For quite some time now, we've been covering Mesosphere and its Data Center Operating System (DCOS), focused on managing datacenters and clouds at web scale. Now, the company has a fresh infusion of cash and some heavy-hitting backers. The company announced announced a $73.5 million funding round. Hewlett Packard Enterprise led the round, with participation from Microsoft.

Mesosphere has built its Data Center Operating System on Apache Mesos,  and has announced the 1.0 release of Marathon open source software for managing containers on top of Mesos. The company also announced the launch of software called Velocity for continuous integration (CI) and continuous delivery (CD). These tools let developers deploy new software builds on servers. Velocity is based on Marathon and integrates with the Jenkins CI tool.

Also participating in the latest funding round are previous Mesosphere investors Andreessen Horowitz, Khosla Ventures, and Fuel Capital, as well as new investors A Capital and Triangle Peak Partners. 

"We're experiencing an exciting new era in the enterprise datacenter, and Mesosphere is leading the charge," said Lak Ananth, Managing Director at Hewlett Packard Ventures. "Mesosphere's DCOS is the most exciting new enterprise operating system since Linux, and Hewlett Packard Ventures is excited to partner with them to support their rapid growth."

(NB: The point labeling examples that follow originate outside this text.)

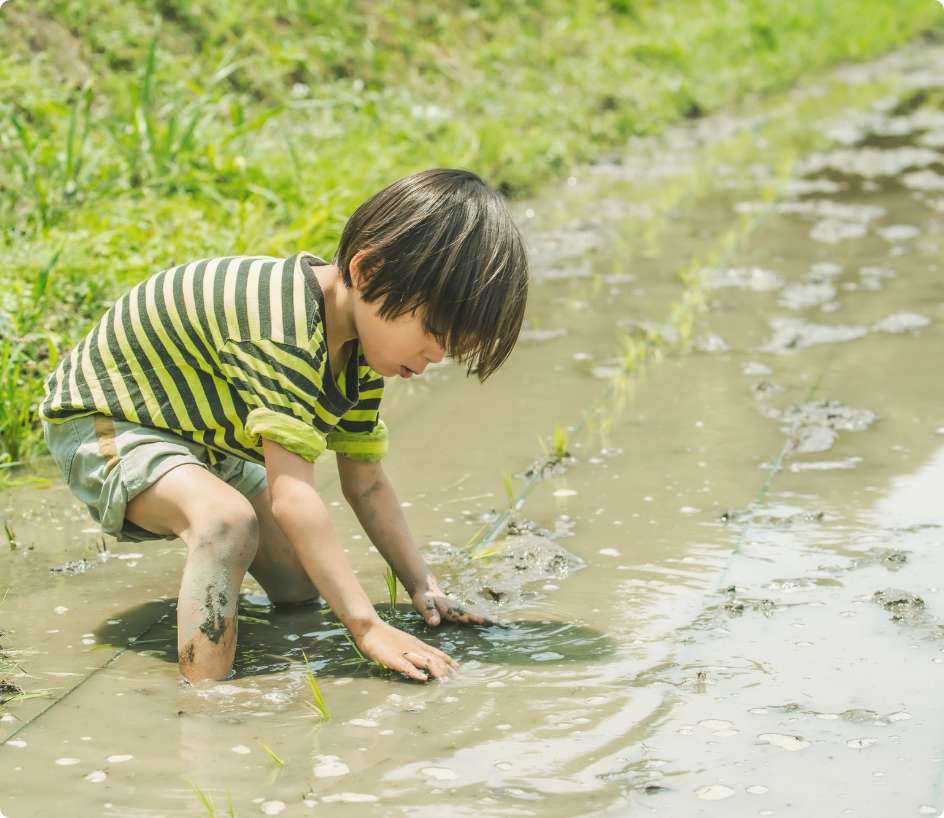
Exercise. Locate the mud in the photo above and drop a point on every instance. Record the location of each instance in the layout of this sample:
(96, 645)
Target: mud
(701, 619)
(814, 426)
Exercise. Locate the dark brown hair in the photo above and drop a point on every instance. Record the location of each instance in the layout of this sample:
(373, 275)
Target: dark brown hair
(442, 241)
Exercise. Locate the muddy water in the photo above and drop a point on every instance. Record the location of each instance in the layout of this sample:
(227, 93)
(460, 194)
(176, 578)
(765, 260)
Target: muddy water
(726, 602)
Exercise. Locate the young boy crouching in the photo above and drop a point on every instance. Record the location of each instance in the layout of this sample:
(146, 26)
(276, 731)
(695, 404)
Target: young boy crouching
(196, 406)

"Mesosphere is at the center of three of the biggest tech trends today -- cloud, containerization, and microservices," said Scott Guthrie, Executive Vice President of Microsoft's Cloud + Enterprise division. "Mesosphere's DCOS is preferred by our enterprise customers given the maturity of the container orchestration solution, and that's why we chose it as a key component for bringing containers to our enterprise-grade Microsoft Azure cloud platform."

According to an announcement:

Mesosphere makes it simple for enterprises to build, install, manage and scale today's must-have technologies, including Docker, Apache Cassandra, Jenkins, Apache Kafka and Apache Spark. Mesosphere's DCOS and the open source technologies that comprise it (including Apache Mesos and Marathon) are proven foundations for building microservices-based applications, running big data systems and operating massive production container environments. The new products announced today further Mesosphere's lead as the most production-proven platform for running modern applications.

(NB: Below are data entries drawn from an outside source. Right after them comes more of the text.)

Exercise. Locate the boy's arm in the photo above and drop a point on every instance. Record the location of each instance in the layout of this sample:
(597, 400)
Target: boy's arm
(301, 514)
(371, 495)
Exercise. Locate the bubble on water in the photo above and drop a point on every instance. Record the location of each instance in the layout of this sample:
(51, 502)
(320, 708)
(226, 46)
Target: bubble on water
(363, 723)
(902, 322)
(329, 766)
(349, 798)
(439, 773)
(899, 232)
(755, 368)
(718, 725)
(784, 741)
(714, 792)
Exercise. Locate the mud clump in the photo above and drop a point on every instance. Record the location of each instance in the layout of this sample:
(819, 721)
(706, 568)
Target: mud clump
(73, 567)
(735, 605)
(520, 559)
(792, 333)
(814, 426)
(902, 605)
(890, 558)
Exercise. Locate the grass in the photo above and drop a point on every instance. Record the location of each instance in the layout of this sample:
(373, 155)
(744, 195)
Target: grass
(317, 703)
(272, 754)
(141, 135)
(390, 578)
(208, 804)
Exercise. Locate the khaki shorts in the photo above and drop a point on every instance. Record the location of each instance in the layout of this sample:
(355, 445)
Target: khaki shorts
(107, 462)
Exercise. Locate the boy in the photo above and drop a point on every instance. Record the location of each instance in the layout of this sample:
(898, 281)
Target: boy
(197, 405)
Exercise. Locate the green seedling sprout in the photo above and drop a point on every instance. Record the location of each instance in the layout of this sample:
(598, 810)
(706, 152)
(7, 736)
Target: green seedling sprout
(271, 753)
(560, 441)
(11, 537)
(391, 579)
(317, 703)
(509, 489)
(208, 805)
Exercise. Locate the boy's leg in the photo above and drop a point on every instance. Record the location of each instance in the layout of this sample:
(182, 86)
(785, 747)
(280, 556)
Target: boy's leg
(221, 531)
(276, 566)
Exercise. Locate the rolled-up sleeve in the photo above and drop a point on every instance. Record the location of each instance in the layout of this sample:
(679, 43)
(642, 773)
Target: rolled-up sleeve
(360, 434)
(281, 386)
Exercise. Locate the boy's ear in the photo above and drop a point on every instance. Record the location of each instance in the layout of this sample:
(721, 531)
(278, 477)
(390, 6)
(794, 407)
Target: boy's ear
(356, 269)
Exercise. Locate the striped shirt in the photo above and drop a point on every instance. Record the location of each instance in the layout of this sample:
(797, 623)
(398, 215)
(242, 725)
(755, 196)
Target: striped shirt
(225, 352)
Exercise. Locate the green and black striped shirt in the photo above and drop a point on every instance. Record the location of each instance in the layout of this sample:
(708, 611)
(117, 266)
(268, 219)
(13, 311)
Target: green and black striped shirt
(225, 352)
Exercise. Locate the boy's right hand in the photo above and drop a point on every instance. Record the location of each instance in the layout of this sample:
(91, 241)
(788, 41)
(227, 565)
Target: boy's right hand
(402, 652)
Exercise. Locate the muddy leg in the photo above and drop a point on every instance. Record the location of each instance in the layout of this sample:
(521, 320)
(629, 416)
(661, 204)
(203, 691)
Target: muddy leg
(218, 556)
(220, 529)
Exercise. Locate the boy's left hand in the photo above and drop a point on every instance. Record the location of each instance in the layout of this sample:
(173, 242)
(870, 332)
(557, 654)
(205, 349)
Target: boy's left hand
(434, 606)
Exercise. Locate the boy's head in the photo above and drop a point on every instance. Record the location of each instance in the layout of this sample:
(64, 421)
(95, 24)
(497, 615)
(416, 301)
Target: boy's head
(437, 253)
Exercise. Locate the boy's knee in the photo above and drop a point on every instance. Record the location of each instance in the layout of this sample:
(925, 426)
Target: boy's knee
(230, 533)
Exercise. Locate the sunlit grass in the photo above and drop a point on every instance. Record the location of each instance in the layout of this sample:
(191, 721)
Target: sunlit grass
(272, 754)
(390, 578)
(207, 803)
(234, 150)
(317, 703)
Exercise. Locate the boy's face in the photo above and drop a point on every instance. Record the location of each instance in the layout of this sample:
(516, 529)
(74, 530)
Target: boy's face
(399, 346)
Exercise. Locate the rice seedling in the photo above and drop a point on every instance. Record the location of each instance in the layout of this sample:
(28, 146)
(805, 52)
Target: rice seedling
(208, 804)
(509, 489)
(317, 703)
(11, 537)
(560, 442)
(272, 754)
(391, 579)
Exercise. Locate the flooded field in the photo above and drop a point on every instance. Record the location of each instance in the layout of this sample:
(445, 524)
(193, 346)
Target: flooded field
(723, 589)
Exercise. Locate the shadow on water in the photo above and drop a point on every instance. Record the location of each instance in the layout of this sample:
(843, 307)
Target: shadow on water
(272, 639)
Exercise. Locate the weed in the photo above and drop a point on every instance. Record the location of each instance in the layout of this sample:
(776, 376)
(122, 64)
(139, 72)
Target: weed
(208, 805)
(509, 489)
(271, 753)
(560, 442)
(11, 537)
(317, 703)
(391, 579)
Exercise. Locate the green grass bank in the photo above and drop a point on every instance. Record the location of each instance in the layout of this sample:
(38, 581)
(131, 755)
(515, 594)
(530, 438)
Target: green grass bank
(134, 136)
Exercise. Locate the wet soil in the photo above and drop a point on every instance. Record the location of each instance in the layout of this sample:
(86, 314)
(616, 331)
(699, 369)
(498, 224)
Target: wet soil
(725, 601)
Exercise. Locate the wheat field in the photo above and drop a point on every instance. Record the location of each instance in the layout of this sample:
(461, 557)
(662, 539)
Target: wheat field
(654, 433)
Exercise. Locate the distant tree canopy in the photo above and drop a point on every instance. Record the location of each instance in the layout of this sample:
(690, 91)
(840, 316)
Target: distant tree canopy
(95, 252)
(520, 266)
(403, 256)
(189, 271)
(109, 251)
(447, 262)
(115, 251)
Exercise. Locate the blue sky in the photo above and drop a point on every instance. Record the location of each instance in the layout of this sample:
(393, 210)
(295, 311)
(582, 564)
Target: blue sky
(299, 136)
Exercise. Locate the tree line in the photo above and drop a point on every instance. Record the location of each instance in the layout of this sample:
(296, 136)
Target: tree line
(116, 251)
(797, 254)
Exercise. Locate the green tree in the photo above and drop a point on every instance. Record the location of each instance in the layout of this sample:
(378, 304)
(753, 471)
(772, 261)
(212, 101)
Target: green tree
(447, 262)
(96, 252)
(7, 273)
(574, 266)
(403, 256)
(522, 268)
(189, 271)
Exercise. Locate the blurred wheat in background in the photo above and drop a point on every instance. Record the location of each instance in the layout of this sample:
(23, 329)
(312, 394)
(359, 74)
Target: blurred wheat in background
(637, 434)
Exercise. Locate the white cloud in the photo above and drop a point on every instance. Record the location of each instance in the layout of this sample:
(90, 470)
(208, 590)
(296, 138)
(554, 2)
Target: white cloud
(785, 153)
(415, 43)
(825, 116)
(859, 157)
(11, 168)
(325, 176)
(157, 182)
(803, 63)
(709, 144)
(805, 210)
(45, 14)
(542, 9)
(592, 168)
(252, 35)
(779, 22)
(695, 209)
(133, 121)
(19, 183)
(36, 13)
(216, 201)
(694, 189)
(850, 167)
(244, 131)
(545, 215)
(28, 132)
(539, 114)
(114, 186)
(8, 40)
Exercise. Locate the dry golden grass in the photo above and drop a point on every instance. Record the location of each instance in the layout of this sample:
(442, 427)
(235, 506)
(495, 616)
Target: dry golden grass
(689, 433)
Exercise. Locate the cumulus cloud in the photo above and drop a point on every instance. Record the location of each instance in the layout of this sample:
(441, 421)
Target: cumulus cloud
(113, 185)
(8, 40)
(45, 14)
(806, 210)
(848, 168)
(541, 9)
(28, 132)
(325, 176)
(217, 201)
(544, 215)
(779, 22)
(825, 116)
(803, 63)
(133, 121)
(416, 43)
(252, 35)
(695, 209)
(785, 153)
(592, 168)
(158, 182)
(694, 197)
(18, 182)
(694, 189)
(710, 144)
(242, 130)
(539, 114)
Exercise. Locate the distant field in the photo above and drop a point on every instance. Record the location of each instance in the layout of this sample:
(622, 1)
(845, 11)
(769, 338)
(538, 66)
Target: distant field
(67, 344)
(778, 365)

Enterprises use the Mesosphere DCOS in production and at massive scale in some of the world's largest private datacenters, including at Verizon. Customers can take advantage of DCOS in public cloud environments, as well. It can run on cloud instances just like it does on bare metal, and is a key component of Microsoft's Azure Container Service.

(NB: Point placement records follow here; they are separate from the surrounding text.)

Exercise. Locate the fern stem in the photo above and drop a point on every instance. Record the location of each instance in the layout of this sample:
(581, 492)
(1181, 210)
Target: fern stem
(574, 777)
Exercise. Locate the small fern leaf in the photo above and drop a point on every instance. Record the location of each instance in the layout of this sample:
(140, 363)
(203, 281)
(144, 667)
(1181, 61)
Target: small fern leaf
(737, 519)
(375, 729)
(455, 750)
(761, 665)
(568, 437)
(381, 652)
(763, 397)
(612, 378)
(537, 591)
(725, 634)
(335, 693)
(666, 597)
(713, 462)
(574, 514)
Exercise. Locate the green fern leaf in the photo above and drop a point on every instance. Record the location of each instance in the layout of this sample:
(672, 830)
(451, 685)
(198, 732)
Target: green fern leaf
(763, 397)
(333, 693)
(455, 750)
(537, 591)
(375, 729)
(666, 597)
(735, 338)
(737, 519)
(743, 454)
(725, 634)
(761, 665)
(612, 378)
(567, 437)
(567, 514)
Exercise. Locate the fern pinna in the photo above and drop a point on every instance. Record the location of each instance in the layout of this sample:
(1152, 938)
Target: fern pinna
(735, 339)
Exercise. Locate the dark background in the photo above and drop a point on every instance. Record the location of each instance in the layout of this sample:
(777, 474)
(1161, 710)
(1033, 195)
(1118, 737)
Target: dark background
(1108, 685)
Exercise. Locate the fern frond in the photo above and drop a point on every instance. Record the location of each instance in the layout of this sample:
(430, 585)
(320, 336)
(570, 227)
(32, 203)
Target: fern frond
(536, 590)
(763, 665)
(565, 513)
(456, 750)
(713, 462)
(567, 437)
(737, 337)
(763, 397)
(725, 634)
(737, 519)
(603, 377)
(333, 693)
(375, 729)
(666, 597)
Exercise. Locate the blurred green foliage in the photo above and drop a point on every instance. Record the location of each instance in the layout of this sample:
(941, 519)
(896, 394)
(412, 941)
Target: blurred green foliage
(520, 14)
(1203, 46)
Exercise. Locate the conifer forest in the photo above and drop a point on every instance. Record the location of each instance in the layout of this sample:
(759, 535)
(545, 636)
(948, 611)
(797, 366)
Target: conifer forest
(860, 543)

 We previously interviewed the company's Ben Hindman who said the following:

 "Humans will always have a role in the datacenter, but things should be more automated with common services. Automation enables us to be smarter about scheduling and resource allocation, helping us drive up utilization (which drives down costs) and better handle machine and hardware failures.

Higher utilization is a key advantage of a datacenter operating system. If you’re in the cloud, you might be buying 8 core machines but only using 2 cores. Your cloud provider is really the one benefiting from virtualized resources, not you! The datacenter operating system enables you to more fully utilize your machines by automating the placement of your applications across your machines, using as many resources as it can per machine.

Dealing with failures gets much easier with a datacenter operating system too. When you are running 2-3 machines dealing with failures is a pain, but you can usually track down and fix any issues within a small amount of time. But when you begin to scale to tens, then hundreds, then thousands of machines, dealing with failures becomes an expensive manual operation.

Finally, a datacenter operating system enables developers, who traditionally have had to  interface with humans for access to machines, to develop and run their applications directly against datacenter resources via an API. Whether they’re claiming resources for existing applications or building new frameworks, the abstraction layer of the datacenter operating system makes it easier to build applications and share those applications across organizations."